The problem you are having stems from the fact that hashMap.get(item)returns an Object, but your method signature specifies that you need to return a long.

您遇到的问题源于hashMap.get(item)返回 a的事实Object，但您的方法签名指定您需要返回 a long。

public long getItemId(int position) {   // you say you will return a long
    String item = getItem(position);
    return hashMap.get(item);           // but try to return an Object
}

There is no way in Java for the JVM to automaticallyconvert any random Objectinto a long, so the compiler is giving you that error.

Java 中没有办法让 JVM自动将任何 randomObject转换为 a long，因此编译器会给你那个错误。

There are a couple ways to fix this.

有几种方法可以解决这个问题。

The Wrong Way

错误的方法

The first (bad) way is castthe variable you are getting from the map to longlike so:

第一种（坏）方法是将您从地图中获取的变量转换为long如下所示：

public long getItemId(int position) {   // you say you will return a long
    String item = getItem(position);
    return (long)hashMap.get(item);     // and you return a long
}

This will make your code compile, but effectively what you are doing here is promising the compiler that you are really, reallysure that what you put in the Mapis a Long. At this point the compiler will attempt to unbox the Longinto a longand return it. If it really was a Longthis will work, and if not you will get a ClassCastExceptionthrown.

这将使您的代码编译，但实际上您在这里所做的是向编译器保证您确实，非常确定您放入Map的Long. 此时，编译器将尝试拆箱Long成long和返回。如果它真的是一个，Long这将起作用，否则你会被ClassCastException抛出。

The Right Way

正确的方式

In newer versions of Java, there is something called Generics. Using Generics you can specify the allowed type of object which can be added to a container when you define it, like so:

在较新版本的 Java 中，有一种叫做泛型的东西。使用泛型，您可以指定允许的对象类型，在定义容器时可以将其添加到容器中，如下所示：

// create a HashMap where all keys are Objects and all values are Longs
Map<Object, Long> hashMap = new HashMap<>();

public long getItemId(int position) {   // you say you will return a long
    String item = getItem(position);
    return hashMap.get(item);           // no cast is required
}

Now, the compiler will only allow values of type Longto be stored in your map, and anything you get()from it will automatically be a Long, removing the need (and danger) of casting the return type.

现在，编译器将只允许 type 的值Long存储在您的地图中，并且您get()从中获得的任何内容都将自动成为 a Long，从而消除了转换返回类型的需要（和危险）。

First of all you should declare type params in your hashmap like so:

首先，您应该在哈希图中声明类型参数，如下所示：

HashMap<String, Long> hashMap = new HashMap<String, Long>();

Then you should be able to cast the hash map value to long implicitly without a problem.
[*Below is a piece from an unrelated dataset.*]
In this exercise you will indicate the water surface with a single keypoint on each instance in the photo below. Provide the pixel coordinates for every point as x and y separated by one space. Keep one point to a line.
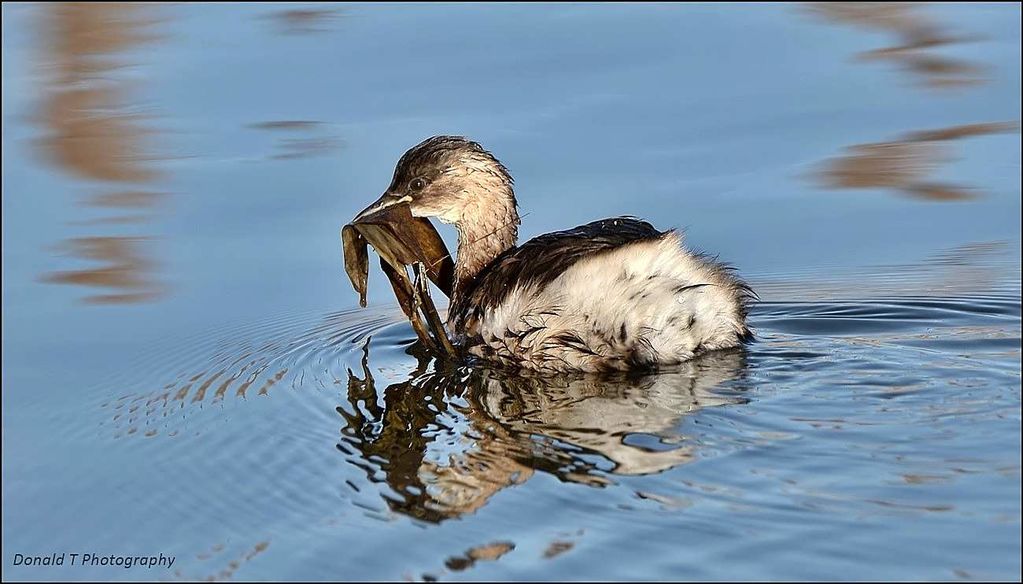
185 369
然后，您应该能够毫无问题地将哈希映射值隐式转换为 long。

The first error is telling you that the function "getItemId(int position)" does not exist anywhere else in your inheritance tree (namely above your current file). Therefore, you don't want the "@override" before the function name.

第一个错误是告诉您函数“getItemId(int position)”在继承树中的其他任何地方都不存在（即在当前文件之上）。因此，您不希望在函数名称之前出现“@override”。

Also, your hashmap does not declare the type of data it holds. When you call hashmap.getItem(position) it is returning an object of some type and your function definition says it returns a long, therefore you need to be sure your hashmap contains either longs or something that can be converted to a long, and that is what is returned from getItem.

此外，您的哈希图没有声明它所持有的数据类型。当您调用 hashmap.getItem(position) 时，它返回某个类型的对象，并且您的函数定义说它返回一个 long，因此您需要确保您的 hashmap 包含 long 或可以转换为 long 的内容，并且是从 getItem 返回的内容。